Actually its always better to wait, the BIGGEST mistake anyone can make is to make assumptions based upon what they THINK they know .
You're always better off listening to those with experience, who are working on a case.
<BBM for Focus>
RichKelly, I honor and respect your opinion, but I have to disagree with your last statement. The close to the vest investigative strategy of the 1970s being utilized by the Black Hawk County Sheriff's Office in the L & L investigation is likely the reason that this case has grown cold, imo. Although it has been over three years since their abductions/murders, the BHCSO refuses to release critical info to the public that could very well solve this case, imo.

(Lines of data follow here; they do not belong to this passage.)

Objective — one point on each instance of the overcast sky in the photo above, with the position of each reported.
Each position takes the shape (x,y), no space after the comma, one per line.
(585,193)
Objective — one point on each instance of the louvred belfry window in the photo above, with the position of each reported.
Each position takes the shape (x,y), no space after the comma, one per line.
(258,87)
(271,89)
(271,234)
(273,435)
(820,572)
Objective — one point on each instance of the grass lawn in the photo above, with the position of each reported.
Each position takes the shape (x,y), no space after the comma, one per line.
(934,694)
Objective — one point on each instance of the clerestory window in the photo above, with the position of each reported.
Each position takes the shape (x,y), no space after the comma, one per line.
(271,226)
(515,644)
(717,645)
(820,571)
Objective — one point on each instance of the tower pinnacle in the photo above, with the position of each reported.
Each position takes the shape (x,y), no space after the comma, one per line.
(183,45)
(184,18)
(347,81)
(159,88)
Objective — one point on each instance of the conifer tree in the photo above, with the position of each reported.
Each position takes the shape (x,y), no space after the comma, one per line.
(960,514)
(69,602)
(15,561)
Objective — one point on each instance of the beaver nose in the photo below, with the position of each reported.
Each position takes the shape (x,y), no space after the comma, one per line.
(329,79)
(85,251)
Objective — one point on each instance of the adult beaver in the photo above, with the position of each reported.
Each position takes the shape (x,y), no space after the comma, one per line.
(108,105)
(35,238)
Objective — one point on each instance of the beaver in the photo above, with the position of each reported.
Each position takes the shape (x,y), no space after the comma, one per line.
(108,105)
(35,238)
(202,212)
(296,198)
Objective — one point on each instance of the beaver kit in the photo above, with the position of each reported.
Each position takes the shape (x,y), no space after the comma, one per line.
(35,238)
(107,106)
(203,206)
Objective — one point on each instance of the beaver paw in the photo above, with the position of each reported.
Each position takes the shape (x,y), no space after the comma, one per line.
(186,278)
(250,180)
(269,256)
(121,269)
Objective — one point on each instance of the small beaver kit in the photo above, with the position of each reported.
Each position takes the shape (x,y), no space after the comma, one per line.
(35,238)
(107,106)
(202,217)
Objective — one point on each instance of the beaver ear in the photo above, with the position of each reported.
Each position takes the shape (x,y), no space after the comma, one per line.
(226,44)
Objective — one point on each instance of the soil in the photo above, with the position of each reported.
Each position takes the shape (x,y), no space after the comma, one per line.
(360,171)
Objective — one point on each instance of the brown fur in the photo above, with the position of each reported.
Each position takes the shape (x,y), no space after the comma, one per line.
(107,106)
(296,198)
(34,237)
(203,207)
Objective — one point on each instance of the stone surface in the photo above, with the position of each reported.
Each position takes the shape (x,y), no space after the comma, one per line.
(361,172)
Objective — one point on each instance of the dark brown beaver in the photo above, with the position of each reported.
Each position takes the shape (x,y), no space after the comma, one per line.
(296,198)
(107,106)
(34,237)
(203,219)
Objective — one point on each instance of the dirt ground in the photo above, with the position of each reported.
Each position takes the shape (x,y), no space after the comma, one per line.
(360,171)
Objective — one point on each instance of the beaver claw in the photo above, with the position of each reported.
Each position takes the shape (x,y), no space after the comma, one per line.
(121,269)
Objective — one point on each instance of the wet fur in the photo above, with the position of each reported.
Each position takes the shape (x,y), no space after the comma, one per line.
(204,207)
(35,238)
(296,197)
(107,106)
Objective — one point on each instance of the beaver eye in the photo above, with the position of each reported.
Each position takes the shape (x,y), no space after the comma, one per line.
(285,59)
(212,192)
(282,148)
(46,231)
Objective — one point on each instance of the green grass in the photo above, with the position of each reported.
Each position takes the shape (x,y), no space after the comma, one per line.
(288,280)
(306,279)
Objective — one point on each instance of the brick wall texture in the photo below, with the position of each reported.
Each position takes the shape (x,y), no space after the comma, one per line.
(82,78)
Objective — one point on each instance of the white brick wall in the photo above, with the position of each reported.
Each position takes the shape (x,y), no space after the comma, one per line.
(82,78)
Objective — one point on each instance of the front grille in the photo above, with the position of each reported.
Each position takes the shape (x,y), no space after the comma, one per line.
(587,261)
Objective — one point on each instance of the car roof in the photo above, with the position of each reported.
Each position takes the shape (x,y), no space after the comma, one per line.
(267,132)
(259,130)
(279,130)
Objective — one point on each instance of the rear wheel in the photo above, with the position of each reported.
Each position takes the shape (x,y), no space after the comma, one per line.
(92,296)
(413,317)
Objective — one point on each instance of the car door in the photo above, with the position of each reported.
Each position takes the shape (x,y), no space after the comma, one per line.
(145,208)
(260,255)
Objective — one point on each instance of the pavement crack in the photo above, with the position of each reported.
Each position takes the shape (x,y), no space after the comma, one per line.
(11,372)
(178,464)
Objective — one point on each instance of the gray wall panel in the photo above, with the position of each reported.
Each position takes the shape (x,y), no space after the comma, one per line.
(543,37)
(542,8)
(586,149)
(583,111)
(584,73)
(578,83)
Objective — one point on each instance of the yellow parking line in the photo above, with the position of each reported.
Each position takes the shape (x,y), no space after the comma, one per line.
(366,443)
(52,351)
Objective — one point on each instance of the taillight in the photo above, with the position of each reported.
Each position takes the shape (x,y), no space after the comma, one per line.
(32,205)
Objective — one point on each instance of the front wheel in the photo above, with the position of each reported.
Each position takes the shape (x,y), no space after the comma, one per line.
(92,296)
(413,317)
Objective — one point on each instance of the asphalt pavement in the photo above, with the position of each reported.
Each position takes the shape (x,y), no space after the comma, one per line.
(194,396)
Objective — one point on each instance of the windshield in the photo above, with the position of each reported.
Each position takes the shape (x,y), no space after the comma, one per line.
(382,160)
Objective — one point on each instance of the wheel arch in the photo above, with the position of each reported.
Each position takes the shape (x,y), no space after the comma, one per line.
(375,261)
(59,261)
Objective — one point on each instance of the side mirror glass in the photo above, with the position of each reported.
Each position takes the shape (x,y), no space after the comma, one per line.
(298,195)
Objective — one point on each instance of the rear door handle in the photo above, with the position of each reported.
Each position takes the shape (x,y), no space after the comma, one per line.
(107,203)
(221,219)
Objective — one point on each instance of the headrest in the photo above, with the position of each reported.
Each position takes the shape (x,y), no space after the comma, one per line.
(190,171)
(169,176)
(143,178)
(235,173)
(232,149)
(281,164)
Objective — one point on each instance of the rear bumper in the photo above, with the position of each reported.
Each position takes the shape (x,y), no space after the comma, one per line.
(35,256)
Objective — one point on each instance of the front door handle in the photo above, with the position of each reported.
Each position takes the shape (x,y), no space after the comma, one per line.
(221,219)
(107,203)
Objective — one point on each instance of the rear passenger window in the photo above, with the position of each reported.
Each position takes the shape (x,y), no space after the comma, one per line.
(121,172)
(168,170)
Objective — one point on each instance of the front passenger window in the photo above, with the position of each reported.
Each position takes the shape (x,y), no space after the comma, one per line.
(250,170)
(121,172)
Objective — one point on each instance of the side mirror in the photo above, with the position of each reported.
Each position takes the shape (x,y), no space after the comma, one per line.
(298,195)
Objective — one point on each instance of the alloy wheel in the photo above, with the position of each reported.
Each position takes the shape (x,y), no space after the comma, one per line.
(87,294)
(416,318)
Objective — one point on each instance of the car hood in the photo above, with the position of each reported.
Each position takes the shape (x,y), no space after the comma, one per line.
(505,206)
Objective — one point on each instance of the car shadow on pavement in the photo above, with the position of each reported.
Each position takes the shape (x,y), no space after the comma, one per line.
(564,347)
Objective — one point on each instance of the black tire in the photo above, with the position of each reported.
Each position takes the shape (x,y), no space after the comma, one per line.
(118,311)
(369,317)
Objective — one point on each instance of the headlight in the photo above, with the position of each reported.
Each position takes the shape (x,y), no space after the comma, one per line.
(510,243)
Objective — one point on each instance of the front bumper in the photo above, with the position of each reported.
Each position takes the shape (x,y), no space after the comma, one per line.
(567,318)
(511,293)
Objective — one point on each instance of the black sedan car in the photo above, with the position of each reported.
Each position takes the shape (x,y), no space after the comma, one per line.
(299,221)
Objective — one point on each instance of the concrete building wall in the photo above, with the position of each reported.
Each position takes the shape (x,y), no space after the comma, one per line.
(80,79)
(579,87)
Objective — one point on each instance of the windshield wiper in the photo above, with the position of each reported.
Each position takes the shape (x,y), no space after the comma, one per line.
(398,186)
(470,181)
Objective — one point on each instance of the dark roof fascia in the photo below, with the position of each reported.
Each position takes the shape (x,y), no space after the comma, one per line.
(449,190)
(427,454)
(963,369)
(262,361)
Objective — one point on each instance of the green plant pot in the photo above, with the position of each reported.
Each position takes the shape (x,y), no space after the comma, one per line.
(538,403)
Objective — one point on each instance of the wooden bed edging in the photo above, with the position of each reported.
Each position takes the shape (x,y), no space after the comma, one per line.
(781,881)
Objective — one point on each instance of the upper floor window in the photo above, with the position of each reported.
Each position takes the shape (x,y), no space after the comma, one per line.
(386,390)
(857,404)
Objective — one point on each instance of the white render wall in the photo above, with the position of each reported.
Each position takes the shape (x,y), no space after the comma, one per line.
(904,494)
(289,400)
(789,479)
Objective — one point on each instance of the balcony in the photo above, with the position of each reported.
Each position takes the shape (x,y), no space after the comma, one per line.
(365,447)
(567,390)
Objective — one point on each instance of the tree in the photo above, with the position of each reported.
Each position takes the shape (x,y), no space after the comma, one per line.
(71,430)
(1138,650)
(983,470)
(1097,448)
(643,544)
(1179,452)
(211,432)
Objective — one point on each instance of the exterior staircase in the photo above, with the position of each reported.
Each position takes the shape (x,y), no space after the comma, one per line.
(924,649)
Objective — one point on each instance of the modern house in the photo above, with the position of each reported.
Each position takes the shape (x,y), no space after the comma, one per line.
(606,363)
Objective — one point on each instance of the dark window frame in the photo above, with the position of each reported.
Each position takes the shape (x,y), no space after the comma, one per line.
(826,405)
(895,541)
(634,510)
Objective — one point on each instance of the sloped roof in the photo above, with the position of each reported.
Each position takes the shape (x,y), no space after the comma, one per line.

An aware citizenry is LE's most valuable investigative resource..
http://www.npr.org/2015/03/30/395069137/open-cases-why-one-third-of-murders-in-america-go-unresolved
If you're murdered in America, there's a 1 in 3 chance that the police won't identify your killer.
Martin Kaste reported this audio story in two parts on Morning Edition and All Things Considered. Listen to Part 1 above. To hear Part 2, click the audio link below.
To use the FBI's terminology, the national "clearance rate" for homicide today is 64.1 percent. Fifty years ago, it was more than 90 percent.
And that's worse than it sounds, because "clearance" doesn't equal conviction: It's just the term that police use to describe cases that end with an arrest, or in which a culprit is otherwise identified without the possibility of arrest — if the suspect has died, for example.
Criminologists estimate that at least 200,000 murders have gone unsolved since the 1960s, leaving family and friends to wait and wonder.